Refactoring Legacy Code with AI: A Bumpy Journey

Background: That Headache-Inducing Legacy Project
To be honest, it's a bit embarrassing. Our company has this project called "Phoenix" that went live in 2015, still using the old Spring 3.x + JSP stack. Over the years, business requirements kept piling up, and the code became increasingly messy - now it's a standard "legacy nightmare."
Last month, the boss suddenly said we needed to add a new feature involving user permissions and order flow modifications. I took a look at the code... wow, one Controller method with 800+ lines, SQL written directly in JSP files, not a single comment. Following normal procedures, it would take at least 3 months to get it done.
Since AI tools have been pretty hot lately, I thought I'd try using AI to help with the refactoring. After all, we were screwed either way, might as well give it a shot.
Week 1: Having AI Read Code - Epic Fail
Initially, I thought it would be simple - just throw the code at Claude and have it analyze everything. Turns out there were several problems:
- Too much code - The entire project had 200k+ lines, Claude couldn't handle it and kept hitting token limits
- Lost context - When analyzing in segments, AI often misunderstood business logic
- Mixed JSP code - Java code mixed with HTML confused the AI frequently
Later, a colleague recommended Cursor, saying it was specifically optimized for codebases. Tried it and it was indeed better - at least it could understand the project structure.
But there were still issues. For example, this piece of code:
// UserController.java line 156
if(user.getType().equals("1") && order.getStatus() == 2 &&
(System.currentTimeMillis() - order.getCreateTime().getTime()) > 86400000) {
// A bunch of business logic...
}
I asked the AI what this meant, and it said "Special handling for VIP users 24 hours after order creation." Sounds reasonable, but actually "1" represents regular users here, and "2" is paid status. The AI got it completely backwards.
Lesson 1: AI understands code logic fine, but human oversight is still needed for business meaning.
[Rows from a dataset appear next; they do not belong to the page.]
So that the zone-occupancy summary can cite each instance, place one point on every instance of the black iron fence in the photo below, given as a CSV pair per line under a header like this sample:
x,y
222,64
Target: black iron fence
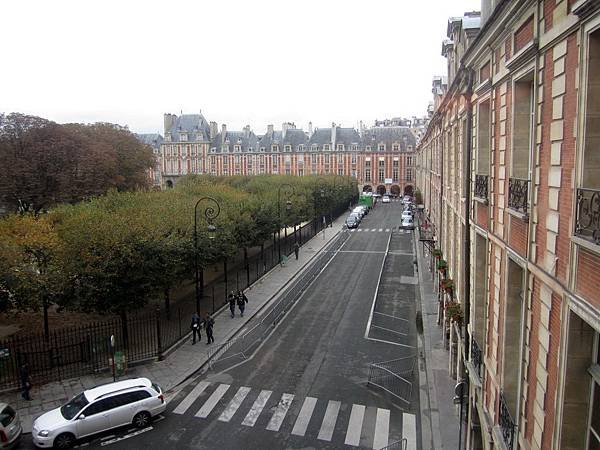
x,y
140,336
587,220
517,194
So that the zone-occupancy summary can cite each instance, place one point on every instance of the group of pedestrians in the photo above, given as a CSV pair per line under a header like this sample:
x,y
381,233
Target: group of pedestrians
x,y
238,298
197,323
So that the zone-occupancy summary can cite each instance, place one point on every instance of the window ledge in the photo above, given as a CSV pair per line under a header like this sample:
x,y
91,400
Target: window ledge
x,y
586,244
517,214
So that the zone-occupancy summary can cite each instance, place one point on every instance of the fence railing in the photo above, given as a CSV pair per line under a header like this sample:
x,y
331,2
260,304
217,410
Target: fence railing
x,y
394,377
77,351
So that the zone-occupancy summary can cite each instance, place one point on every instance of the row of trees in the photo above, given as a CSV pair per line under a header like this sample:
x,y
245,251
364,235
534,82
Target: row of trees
x,y
117,252
43,163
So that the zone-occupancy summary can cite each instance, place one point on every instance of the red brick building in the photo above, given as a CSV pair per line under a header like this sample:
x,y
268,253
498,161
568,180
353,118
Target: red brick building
x,y
381,158
509,170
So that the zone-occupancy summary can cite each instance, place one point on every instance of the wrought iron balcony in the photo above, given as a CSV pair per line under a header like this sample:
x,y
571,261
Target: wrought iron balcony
x,y
481,186
587,221
517,194
476,356
506,422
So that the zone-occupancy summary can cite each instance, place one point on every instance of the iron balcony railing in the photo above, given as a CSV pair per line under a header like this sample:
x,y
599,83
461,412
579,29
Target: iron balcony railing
x,y
517,194
506,422
481,186
476,357
587,221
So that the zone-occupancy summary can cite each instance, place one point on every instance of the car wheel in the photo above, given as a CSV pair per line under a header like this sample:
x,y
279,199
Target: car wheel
x,y
65,440
141,420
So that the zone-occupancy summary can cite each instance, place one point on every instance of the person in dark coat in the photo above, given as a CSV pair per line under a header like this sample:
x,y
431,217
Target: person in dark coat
x,y
195,326
25,381
241,303
208,324
231,299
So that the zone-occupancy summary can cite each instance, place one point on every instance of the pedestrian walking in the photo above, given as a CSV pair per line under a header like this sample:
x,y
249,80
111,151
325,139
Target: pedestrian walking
x,y
241,303
231,299
25,381
195,327
208,324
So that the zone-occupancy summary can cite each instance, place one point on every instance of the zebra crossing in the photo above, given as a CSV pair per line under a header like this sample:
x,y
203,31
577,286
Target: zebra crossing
x,y
227,404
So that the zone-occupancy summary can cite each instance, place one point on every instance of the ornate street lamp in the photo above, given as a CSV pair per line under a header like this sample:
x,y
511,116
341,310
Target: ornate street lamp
x,y
211,212
288,192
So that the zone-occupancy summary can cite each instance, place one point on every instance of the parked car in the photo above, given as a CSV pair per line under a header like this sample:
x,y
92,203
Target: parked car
x,y
352,222
10,427
407,223
99,409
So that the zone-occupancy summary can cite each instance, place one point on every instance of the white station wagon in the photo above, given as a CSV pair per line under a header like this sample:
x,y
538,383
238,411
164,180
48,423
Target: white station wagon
x,y
98,409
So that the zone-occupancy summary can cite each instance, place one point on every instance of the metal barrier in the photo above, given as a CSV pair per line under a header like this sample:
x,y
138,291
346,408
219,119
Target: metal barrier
x,y
245,344
402,444
394,377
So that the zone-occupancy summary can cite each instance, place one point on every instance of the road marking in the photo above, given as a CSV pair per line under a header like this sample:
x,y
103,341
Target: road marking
x,y
126,436
355,425
212,401
257,408
382,428
191,397
304,416
234,404
409,430
328,425
280,413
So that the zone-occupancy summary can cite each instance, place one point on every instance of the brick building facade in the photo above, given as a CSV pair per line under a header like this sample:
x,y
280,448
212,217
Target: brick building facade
x,y
509,171
381,158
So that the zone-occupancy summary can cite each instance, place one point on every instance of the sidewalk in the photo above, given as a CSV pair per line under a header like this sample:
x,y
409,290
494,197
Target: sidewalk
x,y
439,415
187,359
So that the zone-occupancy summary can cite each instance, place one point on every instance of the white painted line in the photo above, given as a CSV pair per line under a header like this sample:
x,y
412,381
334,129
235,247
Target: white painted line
x,y
304,416
328,425
409,430
126,436
387,249
191,397
382,428
282,408
257,408
234,404
355,425
212,401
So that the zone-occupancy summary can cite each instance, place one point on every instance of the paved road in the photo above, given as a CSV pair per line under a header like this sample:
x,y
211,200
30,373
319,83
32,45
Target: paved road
x,y
305,387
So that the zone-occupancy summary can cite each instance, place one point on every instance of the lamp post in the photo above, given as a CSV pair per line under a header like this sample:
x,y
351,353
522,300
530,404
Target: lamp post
x,y
211,212
288,191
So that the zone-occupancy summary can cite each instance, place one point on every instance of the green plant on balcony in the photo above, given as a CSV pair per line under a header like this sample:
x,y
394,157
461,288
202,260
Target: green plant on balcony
x,y
454,312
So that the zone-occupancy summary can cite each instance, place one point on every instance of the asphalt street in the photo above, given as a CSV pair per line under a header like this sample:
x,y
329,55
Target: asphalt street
x,y
306,385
Week 2: Small Steps, Divide and Conquer
After the first week's setbacks, I changed strategy. Instead of having AI analyze the entire project at once:
- Map core processes first - Manually drew out main business flow diagrams
- Process by modules - Only had AI handle one module at a time
- Write test cases - Had AI help write unit tests to ensure refactoring didn't break anything
This strategy worked much better. For example, refactoring the user login module:
// Original code (simplified)
public String login(HttpServletRequest request) {
String username = request.getParameter("username");
String password = request.getParameter("password");
// 200 lines of validation logic...
// Direct session and database operations...
return "success";
}
I had AI refactor it to:
@PostMapping("/login")
public ResponseEntity<LoginResponse> login(@RequestBody LoginRequest request) {
try {
User user = userService.authenticate(request.getUsername(), request.getPassword());
String token = jwtService.generateToken(user);
return ResponseEntity.ok(new LoginResponse(token, user.getId()));
} catch (AuthenticationException e) {
return ResponseEntity.status(401).body(new LoginResponse(null, null));
}
}
Taking it step by step worked well. But new problems emerged:
AI-generated code style inconsistency - Sometimes using Optional, sometimes returning null directly; sometimes throwing exceptions, sometimes returning error codes. Required constant coaching and standardization.
Week 3: Pitfalls and Gains Coexist
By the third week, I'd basically figured out the AI's temperament. Here are some insights:
What AI does well:
- Code formatting and refactoring - Breaking down long methods, extracting common logic - AI excels at this
- Generating test cases - Give it a method signature, AI can generate tests covering various edge cases
- Code comments - AI writes more detailed comments than we do ourselves
What AI doesn't do well:
- Complex business decisions - AI often misunderstands business rules
- Performance optimization - AI tends to write "correct" code, but not necessarily "efficient" code
- Architecture design - Major architectural decisions still need human input
A Specific Example
There was an order status update method that originally looked like this:
public void updateOrderStatus(Long orderId, Integer status) {
Order order = orderDao.findById(orderId);
if (status == 1) {
// Pending payment logic
} else if (status == 2) {
// Paid logic
// Send SMS
// Update inventory
// Log records
} else if (status == 3) {
// Shipped logic
}
// ... 7-8 more statuses
}
I had AI refactor it, and it provided a state pattern implementation. The code structure was indeed much cleaner. But there was a problem: the original code sent SMS when status was 2, but AI's refactored version lost this logic.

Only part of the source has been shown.